I have grown to appreciate language so much more — it is evocative, complex and versatile. Language has the power to incarcerate or liberate, articulate or discombobulate! Words are heavy with history and meaning but they are also highly dynamic, maintaining the pace of our rapidly changing world. Writing is a dance: sometimes you stumble, sometimes you can’t quite keep up with the beat. But when you connect with the right words, in the right order, you feel like you are gliding, being propelled forward by your own momentum. It’s freeing.
I am cognisant of my fledgling writer status. Perhaps I am even better aligned with the altricial stage of word-manipulation, when one’s plumage is still mostly comprised of that soft, fluffy, down. (And one who still uses cheesy bird life-cycle analogies to describe their lack of experience).
I’ve always wanted to write. As a child I was prolific, spilling onto paper tales of heroic girls, mythical creatures and far-away lands. Along with reading, writing was my favourite pastime and it came so naturally to me. As adolescence set in, I found less constructive things to be interested in (like drinking and boys). So when adulthood arrived, unannounced, and I wanted to pick up where I had left off a decade earlier, I couldn’t understand why it was suddenly so difficult. Soon, I become my own worst critic, determining I was never going to be good enough. The more this belief was instilled in me, the less I wrote. The less I wrote, the more my forecast became true.
Another decade passed and that’s when it hit me: I wasn’t ‘bad’, I was out of practice and simply needed to start back at the beginning. This blog is my beginning. We all work at our own pace and I have managed to impregnate in my mind the idea that age doesn’t dictate your life coordinates.

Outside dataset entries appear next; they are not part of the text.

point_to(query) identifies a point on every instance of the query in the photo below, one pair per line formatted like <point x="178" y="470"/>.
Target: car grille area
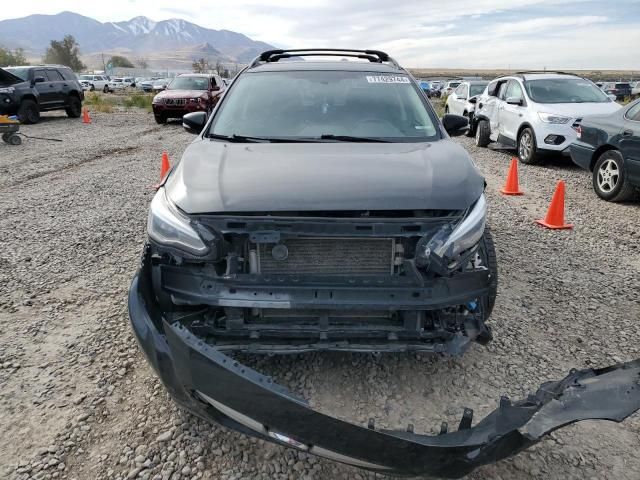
<point x="328" y="256"/>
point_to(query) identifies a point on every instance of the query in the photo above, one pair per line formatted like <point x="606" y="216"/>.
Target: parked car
<point x="323" y="206"/>
<point x="463" y="100"/>
<point x="534" y="112"/>
<point x="621" y="90"/>
<point x="186" y="93"/>
<point x="160" y="84"/>
<point x="116" y="84"/>
<point x="449" y="87"/>
<point x="94" y="82"/>
<point x="27" y="91"/>
<point x="609" y="147"/>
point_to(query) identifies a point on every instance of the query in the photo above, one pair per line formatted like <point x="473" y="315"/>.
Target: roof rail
<point x="544" y="71"/>
<point x="372" y="55"/>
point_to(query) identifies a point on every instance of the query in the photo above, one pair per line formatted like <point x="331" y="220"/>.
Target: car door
<point x="630" y="143"/>
<point x="511" y="110"/>
<point x="60" y="86"/>
<point x="44" y="87"/>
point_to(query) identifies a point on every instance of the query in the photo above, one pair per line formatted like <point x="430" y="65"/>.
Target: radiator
<point x="332" y="256"/>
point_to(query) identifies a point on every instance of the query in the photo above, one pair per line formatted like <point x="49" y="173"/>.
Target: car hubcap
<point x="608" y="175"/>
<point x="525" y="145"/>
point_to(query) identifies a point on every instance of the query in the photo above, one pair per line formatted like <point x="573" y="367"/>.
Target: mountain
<point x="138" y="36"/>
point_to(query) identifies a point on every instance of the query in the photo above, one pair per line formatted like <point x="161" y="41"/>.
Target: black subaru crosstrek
<point x="324" y="207"/>
<point x="27" y="91"/>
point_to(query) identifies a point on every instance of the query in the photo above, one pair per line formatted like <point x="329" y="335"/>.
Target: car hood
<point x="579" y="110"/>
<point x="215" y="176"/>
<point x="7" y="78"/>
<point x="181" y="93"/>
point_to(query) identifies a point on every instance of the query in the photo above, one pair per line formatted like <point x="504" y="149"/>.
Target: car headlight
<point x="445" y="248"/>
<point x="553" y="118"/>
<point x="168" y="226"/>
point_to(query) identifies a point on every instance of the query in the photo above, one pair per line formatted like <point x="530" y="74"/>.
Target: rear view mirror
<point x="455" y="124"/>
<point x="194" y="122"/>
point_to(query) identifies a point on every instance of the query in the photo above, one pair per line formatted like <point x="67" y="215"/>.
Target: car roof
<point x="301" y="65"/>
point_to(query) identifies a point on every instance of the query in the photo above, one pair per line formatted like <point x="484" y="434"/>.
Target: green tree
<point x="65" y="52"/>
<point x="119" y="61"/>
<point x="15" y="57"/>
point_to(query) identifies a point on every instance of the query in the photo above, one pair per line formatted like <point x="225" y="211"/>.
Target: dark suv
<point x="27" y="91"/>
<point x="323" y="206"/>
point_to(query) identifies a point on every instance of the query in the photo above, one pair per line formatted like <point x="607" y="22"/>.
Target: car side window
<point x="634" y="113"/>
<point x="514" y="90"/>
<point x="54" y="76"/>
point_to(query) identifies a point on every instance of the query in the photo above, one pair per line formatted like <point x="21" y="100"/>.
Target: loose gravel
<point x="78" y="400"/>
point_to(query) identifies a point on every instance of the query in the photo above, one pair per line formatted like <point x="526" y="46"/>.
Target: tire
<point x="28" y="112"/>
<point x="610" y="179"/>
<point x="488" y="256"/>
<point x="527" y="149"/>
<point x="74" y="107"/>
<point x="482" y="134"/>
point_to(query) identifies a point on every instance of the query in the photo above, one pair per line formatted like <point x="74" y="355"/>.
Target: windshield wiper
<point x="349" y="138"/>
<point x="248" y="138"/>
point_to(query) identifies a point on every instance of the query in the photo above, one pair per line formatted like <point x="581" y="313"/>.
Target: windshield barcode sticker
<point x="387" y="79"/>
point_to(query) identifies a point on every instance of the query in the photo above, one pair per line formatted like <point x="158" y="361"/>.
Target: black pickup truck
<point x="27" y="91"/>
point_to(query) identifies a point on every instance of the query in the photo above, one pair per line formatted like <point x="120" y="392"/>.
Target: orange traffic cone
<point x="555" y="214"/>
<point x="512" y="187"/>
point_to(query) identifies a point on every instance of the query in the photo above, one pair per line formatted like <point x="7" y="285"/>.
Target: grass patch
<point x="138" y="100"/>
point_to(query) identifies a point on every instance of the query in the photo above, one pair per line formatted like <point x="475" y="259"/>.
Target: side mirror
<point x="455" y="125"/>
<point x="194" y="122"/>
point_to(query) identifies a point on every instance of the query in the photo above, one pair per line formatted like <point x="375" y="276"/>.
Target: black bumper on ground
<point x="215" y="387"/>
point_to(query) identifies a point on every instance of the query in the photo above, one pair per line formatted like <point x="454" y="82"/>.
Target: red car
<point x="191" y="92"/>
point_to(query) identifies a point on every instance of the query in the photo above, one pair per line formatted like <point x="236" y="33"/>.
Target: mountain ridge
<point x="139" y="36"/>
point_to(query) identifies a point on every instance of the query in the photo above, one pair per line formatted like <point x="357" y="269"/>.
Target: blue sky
<point x="464" y="33"/>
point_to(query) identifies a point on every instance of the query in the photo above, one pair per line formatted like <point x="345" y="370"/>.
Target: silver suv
<point x="534" y="112"/>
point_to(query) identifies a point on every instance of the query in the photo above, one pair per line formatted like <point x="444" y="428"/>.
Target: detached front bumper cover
<point x="215" y="387"/>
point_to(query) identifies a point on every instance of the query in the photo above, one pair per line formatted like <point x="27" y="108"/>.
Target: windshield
<point x="314" y="104"/>
<point x="22" y="73"/>
<point x="564" y="90"/>
<point x="476" y="89"/>
<point x="189" y="83"/>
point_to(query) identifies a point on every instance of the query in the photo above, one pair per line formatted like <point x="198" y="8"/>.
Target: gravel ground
<point x="78" y="401"/>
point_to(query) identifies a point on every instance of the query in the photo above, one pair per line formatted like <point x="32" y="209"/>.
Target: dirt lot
<point x="78" y="401"/>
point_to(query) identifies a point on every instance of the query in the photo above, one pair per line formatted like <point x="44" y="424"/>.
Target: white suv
<point x="534" y="112"/>
<point x="94" y="82"/>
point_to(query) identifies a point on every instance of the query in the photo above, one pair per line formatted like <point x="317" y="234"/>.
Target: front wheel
<point x="527" y="149"/>
<point x="609" y="178"/>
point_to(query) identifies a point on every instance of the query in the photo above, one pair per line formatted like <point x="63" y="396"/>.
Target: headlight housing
<point x="168" y="226"/>
<point x="553" y="118"/>
<point x="444" y="250"/>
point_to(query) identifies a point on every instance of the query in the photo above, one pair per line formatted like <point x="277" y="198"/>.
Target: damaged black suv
<point x="323" y="206"/>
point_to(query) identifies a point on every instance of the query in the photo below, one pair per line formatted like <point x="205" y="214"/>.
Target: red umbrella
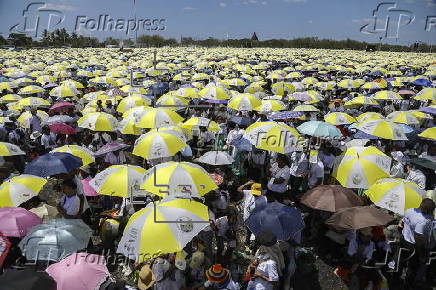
<point x="61" y="128"/>
<point x="61" y="107"/>
<point x="5" y="245"/>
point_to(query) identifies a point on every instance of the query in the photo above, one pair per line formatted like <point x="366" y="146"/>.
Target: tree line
<point x="61" y="37"/>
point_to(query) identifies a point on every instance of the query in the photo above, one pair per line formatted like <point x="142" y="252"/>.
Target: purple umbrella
<point x="110" y="147"/>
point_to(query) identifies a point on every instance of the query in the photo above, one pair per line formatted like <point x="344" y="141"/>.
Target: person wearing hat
<point x="219" y="277"/>
<point x="146" y="279"/>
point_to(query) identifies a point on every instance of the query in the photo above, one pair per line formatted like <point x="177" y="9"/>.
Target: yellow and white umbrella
<point x="383" y="129"/>
<point x="24" y="119"/>
<point x="268" y="106"/>
<point x="10" y="98"/>
<point x="30" y="90"/>
<point x="156" y="118"/>
<point x="244" y="102"/>
<point x="64" y="92"/>
<point x="33" y="102"/>
<point x="127" y="126"/>
<point x="338" y="118"/>
<point x="83" y="153"/>
<point x="426" y="94"/>
<point x="403" y="117"/>
<point x="387" y="95"/>
<point x="272" y="136"/>
<point x="396" y="194"/>
<point x="163" y="227"/>
<point x="348" y="84"/>
<point x="98" y="121"/>
<point x="196" y="122"/>
<point x="369" y="116"/>
<point x="171" y="102"/>
<point x="119" y="180"/>
<point x="19" y="189"/>
<point x="158" y="144"/>
<point x="429" y="133"/>
<point x="360" y="167"/>
<point x="131" y="102"/>
<point x="215" y="93"/>
<point x="181" y="179"/>
<point x="280" y="88"/>
<point x="8" y="149"/>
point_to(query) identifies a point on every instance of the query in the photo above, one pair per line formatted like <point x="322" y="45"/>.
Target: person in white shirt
<point x="280" y="174"/>
<point x="416" y="175"/>
<point x="69" y="205"/>
<point x="416" y="229"/>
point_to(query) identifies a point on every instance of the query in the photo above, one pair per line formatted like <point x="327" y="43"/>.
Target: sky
<point x="408" y="21"/>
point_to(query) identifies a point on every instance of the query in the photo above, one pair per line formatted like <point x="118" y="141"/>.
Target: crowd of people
<point x="275" y="203"/>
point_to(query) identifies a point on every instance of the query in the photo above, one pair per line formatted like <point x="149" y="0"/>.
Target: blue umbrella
<point x="282" y="220"/>
<point x="55" y="239"/>
<point x="320" y="129"/>
<point x="52" y="164"/>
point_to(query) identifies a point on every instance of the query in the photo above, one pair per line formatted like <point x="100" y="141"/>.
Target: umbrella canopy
<point x="338" y="118"/>
<point x="86" y="155"/>
<point x="27" y="279"/>
<point x="16" y="221"/>
<point x="359" y="217"/>
<point x="79" y="271"/>
<point x="61" y="128"/>
<point x="320" y="129"/>
<point x="158" y="145"/>
<point x="156" y="118"/>
<point x="8" y="149"/>
<point x="101" y="122"/>
<point x="383" y="129"/>
<point x="216" y="158"/>
<point x="331" y="198"/>
<point x="429" y="133"/>
<point x="282" y="220"/>
<point x="396" y="194"/>
<point x="164" y="227"/>
<point x="55" y="239"/>
<point x="272" y="136"/>
<point x="360" y="167"/>
<point x="19" y="189"/>
<point x="178" y="179"/>
<point x="119" y="180"/>
<point x="52" y="164"/>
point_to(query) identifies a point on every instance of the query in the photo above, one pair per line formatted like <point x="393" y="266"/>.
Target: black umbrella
<point x="27" y="279"/>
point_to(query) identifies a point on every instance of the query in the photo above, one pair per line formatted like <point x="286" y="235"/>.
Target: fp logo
<point x="37" y="16"/>
<point x="387" y="20"/>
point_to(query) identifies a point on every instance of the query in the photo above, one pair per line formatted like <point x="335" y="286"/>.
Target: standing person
<point x="280" y="174"/>
<point x="35" y="121"/>
<point x="69" y="206"/>
<point x="416" y="228"/>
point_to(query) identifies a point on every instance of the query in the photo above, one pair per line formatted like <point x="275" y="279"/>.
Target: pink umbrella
<point x="16" y="221"/>
<point x="61" y="107"/>
<point x="61" y="128"/>
<point x="87" y="189"/>
<point x="406" y="92"/>
<point x="79" y="271"/>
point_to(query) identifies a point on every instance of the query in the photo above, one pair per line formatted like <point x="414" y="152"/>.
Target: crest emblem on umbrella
<point x="185" y="224"/>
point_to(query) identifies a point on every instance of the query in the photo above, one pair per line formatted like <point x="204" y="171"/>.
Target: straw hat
<point x="217" y="274"/>
<point x="146" y="278"/>
<point x="197" y="260"/>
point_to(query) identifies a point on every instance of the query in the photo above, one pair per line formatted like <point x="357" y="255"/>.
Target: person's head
<point x="427" y="206"/>
<point x="281" y="161"/>
<point x="69" y="187"/>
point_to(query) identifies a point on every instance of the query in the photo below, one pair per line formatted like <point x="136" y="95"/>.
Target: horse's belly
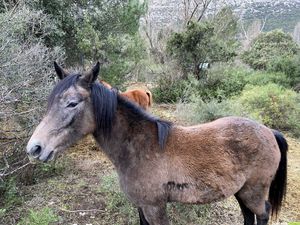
<point x="199" y="194"/>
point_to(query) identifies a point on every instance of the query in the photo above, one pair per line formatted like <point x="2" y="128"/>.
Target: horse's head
<point x="69" y="115"/>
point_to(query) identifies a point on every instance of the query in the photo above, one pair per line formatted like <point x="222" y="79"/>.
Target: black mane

I get to decide where I go next.
I chose fashion as the anchor for my blog partly due to its subjectivity, and partly due to its relatability. Wearing clothing is part of what makes us human, making it as relevant to our culture as film, literature, music and sport. I also just find clothing beautiful, there is a buoyancy to it. Fashion doesn’t have to equate to vapidity: it doesn’t need to be about spending money, maintaining an ‘on-trend’ status or unrealistic constructs of beauty. Apparel, like language, when selected thoughtfully and compiled with a certain level of prowess, becomes art. (It can also simply be a lot of fun!)
What you wear can tell a story or set a mood. It has the ability to make a statement — the outfit becoming greater than the sum of its parts. The garments hanging in our wardrobes are also a visual representation of the time in which they resided, because fashion is heavily influenced by the social, political and environmental arenas surrounding its incarnation. Clothing can be used as a tool to define cultures/subcultures, and allow a sense of ‘belonging’, but is also multifarious enough to provide a platform for individual self-expression.
And here I am, expressing myself!
Thank you, THANK YOU, to everyone who read any of my posts last year! I am so grateful that people, other than my mum, took the time.